Practical Applications:
Identifying most reliable TP levels in current market conditions
Detecting strategy degradation (when recent performance is significantly lower than historical)
Validating parameter changes — comparing performance before and after adjustments
Comparing effectiveness across different timeframes and instruments
Making decisions about volume distribution between TP levels
▸ ⚙️ AI Strategy Optimizer — Automatic Optimization
The system automatically tests 40 sensitivity parameter variations in real-time, providing optimization recommendations without the need for manual backtesting.
Mechanism:
On each confirmed bar, the system runs parallel sensitivity simulations using the backtest library.

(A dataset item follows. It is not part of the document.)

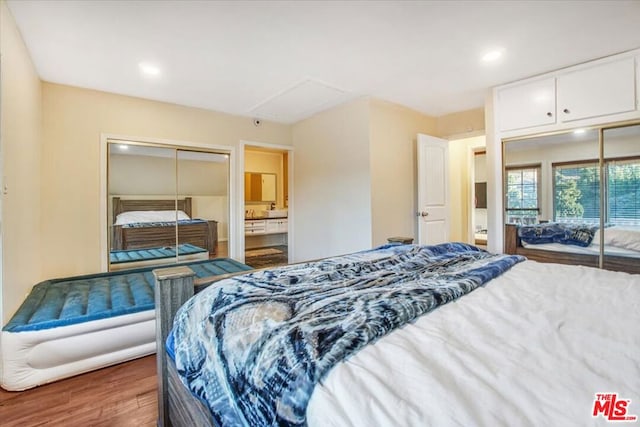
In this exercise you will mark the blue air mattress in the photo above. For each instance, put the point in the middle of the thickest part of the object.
(73, 300)
(135, 255)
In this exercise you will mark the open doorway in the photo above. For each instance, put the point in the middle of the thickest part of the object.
(267, 216)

Each simulation:
1. Generates signals using calculateLevelsAndConditions() with different sensitivity multipliers
2. Fully reproduces the strategy's trading logic, including all risk management mechanisms (TP/SL, trailing stop, breakeven)
3. Calculates metrics: comprehensive score, winrate, profit factor, net profit
4. Applies configurable filters (minimum trades, winrate, profit, profit factor)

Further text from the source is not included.